Inhalt: Weltwirtschaftskrise -
Armut
"Binnen kurzem verliert Amerika nun sein Erfolgsgesicht. Im Strassenbild
erscheinen jene, die ins existentielle Nichts gestossen worden sind. Manche
sind zu stolz zum Betteln. Sie säumen die Bürgersteige mit Kistchen
voller Äpfeln, die sie einzeln anbieten und die mancher aus Mitleid
kauft. Andere lernen das Betteln: "Brother, can you spare a dime?" - "Bruder,
hast Du 'nen Groschen übrig?" Und wie Krebsgeschwüre wuchern überall
die Notquartiere, die Hütten aus Kistenbrettern und aus dem Blech alter
Reklameschilder. Denn die Wohnungsvermieter fackeln nicht lange: wer nicht
zahlen kann, fliegt hinaus. So häufig ist diese bittere Erfahrung,.
dass Kinder "Wohnungsräumung" spielen. An den Stadträndern wachsen
die Hütten zu Elendsvierteln zusammen, verpestet vom Gestank der Abwässer.
Im Winter trägt man alles, was an Kleidung noch vorhanden ist, übereinander.
Die Suppenküchen der Kirchen und Wohlfahrtsverbände bewahren die
meisten, aber nicht alle, vor dem Verhungern. Die Armee stellt Gulaschkanonen
bereit. Ein Gastwirt bietet den Arbeitslosen einfache Menüs zu Pfennigpreisen
an. Einige Hausfrauen gründen die "Teil-Dein-Essen"-Initiative und sammeln
Nahrun für die Unglücklicheren. Ein Kleidungshändler stellt
sich an einem eiskalten Tag vor seinen Laden und zieht Dutzenden von Jammergestalten
Wintermäntel über. Die Depression zeigt Amerika also auch von seiner
besten Seite.
Die Katastrophe erstreckt sich tief in das Land hinein. Man hört, dass
Farmer mit geladener Flinte das Schicksal abzuwenden versuchen, von ihren
überschuldeten Höfen verjagt zu werden. Aus Hofbesitzern werden
Wanderarbeiter. 1932 schätzt man die Zahl derer, die auf der Suche nach
Arbeit durch die USA ziehen, auf anderthalb Millionen."

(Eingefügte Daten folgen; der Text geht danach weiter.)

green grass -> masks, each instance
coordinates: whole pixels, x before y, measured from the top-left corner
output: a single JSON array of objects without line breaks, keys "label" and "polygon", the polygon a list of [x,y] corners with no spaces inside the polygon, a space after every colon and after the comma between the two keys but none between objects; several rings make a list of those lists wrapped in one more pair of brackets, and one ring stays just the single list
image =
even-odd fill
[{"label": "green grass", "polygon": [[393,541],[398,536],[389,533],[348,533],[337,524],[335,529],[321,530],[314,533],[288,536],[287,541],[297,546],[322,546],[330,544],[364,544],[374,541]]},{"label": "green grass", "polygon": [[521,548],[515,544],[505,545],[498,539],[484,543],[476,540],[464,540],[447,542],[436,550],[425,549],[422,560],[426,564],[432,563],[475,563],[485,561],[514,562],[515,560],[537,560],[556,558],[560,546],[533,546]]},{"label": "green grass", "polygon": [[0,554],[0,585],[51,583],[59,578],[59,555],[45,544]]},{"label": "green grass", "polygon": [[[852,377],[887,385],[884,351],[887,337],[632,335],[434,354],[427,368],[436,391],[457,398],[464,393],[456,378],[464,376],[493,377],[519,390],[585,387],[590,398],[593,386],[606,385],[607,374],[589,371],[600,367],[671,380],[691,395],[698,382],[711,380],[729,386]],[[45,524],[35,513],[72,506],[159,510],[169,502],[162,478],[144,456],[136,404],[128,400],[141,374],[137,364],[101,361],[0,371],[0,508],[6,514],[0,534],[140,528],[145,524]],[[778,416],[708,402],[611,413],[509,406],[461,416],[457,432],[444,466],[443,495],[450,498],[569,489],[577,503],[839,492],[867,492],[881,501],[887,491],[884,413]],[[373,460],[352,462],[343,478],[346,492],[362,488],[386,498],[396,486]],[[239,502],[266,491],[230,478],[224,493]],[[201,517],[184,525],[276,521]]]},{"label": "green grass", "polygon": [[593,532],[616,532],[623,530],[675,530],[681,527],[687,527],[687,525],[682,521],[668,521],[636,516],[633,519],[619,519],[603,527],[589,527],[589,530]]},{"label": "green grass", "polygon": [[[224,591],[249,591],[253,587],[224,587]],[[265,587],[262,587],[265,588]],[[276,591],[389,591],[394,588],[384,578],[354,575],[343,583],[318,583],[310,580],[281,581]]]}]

"Weil das Geld so knapp ist, geht die Nahrung allen anderen Notwendigkeiten
vor, also auch dem Kauf von Seife, der Hygiene. Armeleutegeruch durchzieht
das Heim. Nahrung wird für die Kinder aufgespart, auch wenn der eigene
Magen knurrt. Nachmittags kommt der Vater nachhause: wieder keine Arbeit.
Schlimmer noch als die materielle Not ist das Gefühl des Versagens,
der Ausweglosigkeit. Nicht viele Familien können das nervlich so durchhalten,
dass die frühere Harmonie gewahrt bleibt."
überall werden Bretterbuden errichtet
"Die Wirtschaft unternimmt rührende Versuche, die Verbraucher zum Kaufen
anzuregen, damit das darniederliegende Geschäftsleben wieder in Gang
kommt. Die amerikanische Automobilindustrie bringt ganzseitige Anzeigen in
die Presse: "Wenn sie jetzt ein Auto kaufen, dann geben Sie einem Mitbürger
drei Monate Arbeit. Dieser wiederum kann aus seinem Lohn andere Waren kaufen.
Kaufen Sie ein Auto! Helfen Sie, den Wohlstand zurückzugewinnen!"
"Bei der Betrachtung der frühen dreissiger Jahre darf nicht vergessen
werden, dass der grösste Teil der Bevölkerung in den Industrieländern
weiterhin Arbeit hatte. Trotz der Weltwirtschaftskrise war das Bild dieser
Jahre also nicht nur grau in grau. Es wies alle Farben einer Zeit normalen
Lebens auf, wenngleich die Not stets sichtbar blieb."